La clarté de la politique a donné un coup de pouce au yen. Les acteurs du marché ont commencé à réévaluer les perspectives économiques du Japon et attendent avec impatience les prochaines actions de la banque centrale.
La hausse des taux d’intérêt devient un tournant crucial pour la tendance du yen
L’anticipation de hausse des taux est devenue le principal moteur de la appréciation du yen. Selon les dernières prévisions de la banque américaine, la Banque du Japon pourrait relever ses taux de 25 points de base en avril, soit deux mois plus tôt que la prévision précédente de juin.
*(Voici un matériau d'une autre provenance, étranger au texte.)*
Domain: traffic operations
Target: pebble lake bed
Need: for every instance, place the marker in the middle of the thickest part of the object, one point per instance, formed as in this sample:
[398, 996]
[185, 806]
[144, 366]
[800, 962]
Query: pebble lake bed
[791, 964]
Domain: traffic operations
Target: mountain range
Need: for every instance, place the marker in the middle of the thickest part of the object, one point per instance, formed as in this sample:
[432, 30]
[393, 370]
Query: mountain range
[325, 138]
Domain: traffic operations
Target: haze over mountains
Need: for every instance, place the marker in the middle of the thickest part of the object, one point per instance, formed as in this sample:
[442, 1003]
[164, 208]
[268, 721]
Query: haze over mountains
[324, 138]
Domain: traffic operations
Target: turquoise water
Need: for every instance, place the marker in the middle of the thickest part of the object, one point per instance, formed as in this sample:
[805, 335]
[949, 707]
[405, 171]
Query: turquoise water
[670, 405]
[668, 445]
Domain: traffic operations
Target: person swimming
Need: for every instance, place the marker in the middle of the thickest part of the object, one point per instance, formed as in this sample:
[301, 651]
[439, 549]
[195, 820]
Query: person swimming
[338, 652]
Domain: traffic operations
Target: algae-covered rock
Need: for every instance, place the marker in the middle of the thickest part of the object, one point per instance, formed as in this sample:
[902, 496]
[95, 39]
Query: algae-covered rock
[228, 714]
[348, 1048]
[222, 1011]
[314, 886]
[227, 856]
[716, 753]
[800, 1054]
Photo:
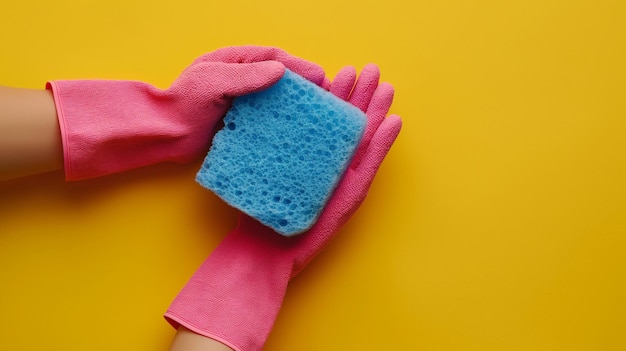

Ce changement reflète une réévaluation du marché concernant l’inflation au Japon et la détermination de la politique de la banque centrale.
L’anticipation de hausse anticipée a deux effets clés : d’une part, elle attire la réallocation des capitaux internationaux vers les actifs en yen ; d’autre part, elle modifie les attentes du marché quant au rendement réel du yen. Dans un contexte d’incertitude persistante sur la liquidité mondiale, cette anticipation constitue un facteur favorable rare pour le yen.
Divers avis des institutions : divergence sur la stratégie future du yen
Cependant, quant à la capacité du yen à continuer de se renforcer, les divergences au sein du marché restent importantes.
Mizuho Securities pense que la tendance à la dépréciation à long terme du yen n’a pas changé, et que le taux de change pourrait évoluer dans une fourchette de 160 à 165 yens, ce qui signifie une poursuite de la faiblesse du yen. Nomura Securities adopte une position plus prudente, estimant que, bien que l’environnement politique soit devenu plus modéré, le marché pourrait relancer la « stratégie Takashi », c’est-à-dire une vente supplémentaire du yen. Nomura souligne également qu’à l’approche de 160 yens pour un dollar, le risque d’intervention du ministère des Finances japonais sur le marché des changes augmenterait considérablement, constituant une résistance majeure à la hausse du taux de change.
De son côté, Deutsche Bank adopte une position différente. La banque a déjà clôturé ses positions courtes sur le yen et reste neutre sur la devise. Elle pense que davantage de mesures favorables pourraient être annoncées à l’avenir, et que la promesse précédente de réduction de la taxe de consommation pourrait être reportée, ce qui laisse une marge pour une reprise du yen.
Certaines institutions plus optimistes estiment que la hausse des taux en avril est désormais acquise, et que le yen finira par dépasser la barre des 150, réalisant ainsi une appréciation significative.
La position technique détermine la direction future
Revenons à la question centrale — le yen va-t-il encore baisser ? La réponse pourrait être plus complexe que prévu. Le taux actuel autour de 153, avec 150 et 160 formant une zone clé, indique que : en dessous, 150 est un support crucial, également un seuil psychologique ; au-dessus, 160 constitue une résistance et une ligne sensible pour une intervention du ministère des Finances. La stabilité du yen dépendra de la capacité des anticipations de hausse des taux à surmonter la pression structurelle à la dépréciation à long terme, ainsi que de la détermination des politiques d’intervention.
À court terme, l’anticipation de hausse des taux et le soutien politique offrent une opportunité de hausse pour le yen ; à moyen terme, les actions concrètes de la banque centrale et la performance des données économiques japonaises seront déterminantes ; à long terme, c’est la différence de taux d’intérêt entre le Japon et les États-Unis, ainsi que leur performance économique relative, qui constitueront les moteurs fondamentaux de la tendance du yen.